I'm OK with moving this to pf_nv as well.

Remove another allocation failure check
Prevent leak of ifr.ifr_cap_nv.buffer

That's getting close.

We still need to rename pfsync_kstatus, and I think there's room for reducing the code duplication between SIOCSETPFSYNCNV and SIOCSETPFSYNC.

sbin/ifconfig/ifpfsync.c
202

We should try to be consistent about using {} for single line statements. At least within the same function.

email_luiz.eng.br marked an inline comment as done.

Rebase
Reduce duplication between SIOCSETPFSYNC and SIOCSETPFSYNCNV.

I looked into renaming kstatus on the ifpfsync.c file and now I'm considering removing it altogether from there, since it's only used once in pfsync_status(). What do you think?

I looked into renaming kstatus on the ifpfsync.c file and now I'm considering removing it altogether from there, since it's only used once in pfsync_status(). What do you think?

If you don't need it, yeah, just remove it. We may end up introducing it if/when we move some of the userspace code into libpfctl, but we can always worry about that later.

Removed pfsync_kstatus usage from ifpfsync.c.

Ping @kp
I think we are good for a style(9) check

Ping @kp
I think we are good for a style(9) check

Ack. It's near the top of my todo list, so any decade now ;)

Looking pretty good. A few minor things and we can land this.

sys/netpfil/pf/if_pfsync.c
1359

Is this comment still relevant?

1391

I'd just ENOMEM here, that's by far the most likely cause anyway, and nvlist_error() isn't going to tell us that.

sys/netpfil/pf/pfsync_nv.c
127

Needs an empty line before this.

141

I usually try to invert this.

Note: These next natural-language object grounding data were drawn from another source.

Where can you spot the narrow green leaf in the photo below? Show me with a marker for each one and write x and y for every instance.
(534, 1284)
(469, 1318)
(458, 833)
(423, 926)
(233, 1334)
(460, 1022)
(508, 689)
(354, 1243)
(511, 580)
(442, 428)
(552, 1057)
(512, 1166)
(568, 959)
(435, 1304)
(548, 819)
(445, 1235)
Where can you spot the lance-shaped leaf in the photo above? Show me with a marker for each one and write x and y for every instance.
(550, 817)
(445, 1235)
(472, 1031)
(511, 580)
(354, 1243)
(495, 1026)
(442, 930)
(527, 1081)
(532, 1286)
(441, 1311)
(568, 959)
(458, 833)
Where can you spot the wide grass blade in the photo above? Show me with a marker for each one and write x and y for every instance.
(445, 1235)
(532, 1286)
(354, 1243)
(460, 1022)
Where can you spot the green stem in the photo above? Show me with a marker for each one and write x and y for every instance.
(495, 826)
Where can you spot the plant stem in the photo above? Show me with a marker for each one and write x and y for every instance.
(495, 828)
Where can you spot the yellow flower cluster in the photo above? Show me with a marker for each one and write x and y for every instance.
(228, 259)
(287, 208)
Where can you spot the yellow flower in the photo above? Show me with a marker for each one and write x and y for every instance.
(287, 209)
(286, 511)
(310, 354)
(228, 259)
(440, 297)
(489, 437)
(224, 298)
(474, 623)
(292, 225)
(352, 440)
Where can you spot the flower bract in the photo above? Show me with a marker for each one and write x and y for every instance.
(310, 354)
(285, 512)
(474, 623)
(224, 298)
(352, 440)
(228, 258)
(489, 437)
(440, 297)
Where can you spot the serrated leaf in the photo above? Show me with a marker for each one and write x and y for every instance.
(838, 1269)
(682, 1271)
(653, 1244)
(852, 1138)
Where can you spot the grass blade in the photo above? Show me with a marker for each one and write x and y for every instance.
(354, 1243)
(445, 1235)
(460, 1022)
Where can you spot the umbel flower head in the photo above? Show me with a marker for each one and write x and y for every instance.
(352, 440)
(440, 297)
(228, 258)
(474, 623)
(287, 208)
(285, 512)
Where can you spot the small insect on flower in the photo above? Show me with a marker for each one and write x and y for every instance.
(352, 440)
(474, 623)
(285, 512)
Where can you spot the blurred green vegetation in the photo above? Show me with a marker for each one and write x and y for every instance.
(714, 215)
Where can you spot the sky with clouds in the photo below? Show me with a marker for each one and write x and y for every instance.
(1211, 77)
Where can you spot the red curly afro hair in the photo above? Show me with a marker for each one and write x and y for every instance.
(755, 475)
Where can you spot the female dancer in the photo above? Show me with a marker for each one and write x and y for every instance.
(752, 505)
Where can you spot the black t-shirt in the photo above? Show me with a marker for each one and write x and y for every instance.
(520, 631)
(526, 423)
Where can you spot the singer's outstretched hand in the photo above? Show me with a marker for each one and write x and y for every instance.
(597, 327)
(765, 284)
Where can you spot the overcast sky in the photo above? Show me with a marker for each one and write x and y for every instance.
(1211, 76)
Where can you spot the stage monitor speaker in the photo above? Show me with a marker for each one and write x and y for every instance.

That is:

if (<something wrong)
   return (error);

do_good_thing();

It tends to reduce levels of indentation and make things slightly cleared. It's a very slight difference here, but this is the one I noticed.

144

return (error);

149

return (0);

email_luiz.eng.br marked 6 inline comments as done.

I rebased and addressed the last comments.

I will move the code implementing the IPv6 support to the new nvlists format and send another differential. I also plan to work on extracting some of those functions to libpfctl as you suggested, but would prefer to work on it after the IPv6 support is finished, if that's ok with everybody.

This revision was not accepted when it landed; it landed in state Needs Review.Wed, Nov 9, 9:07 PM
This revision was automatically updated to reflect the committed changes.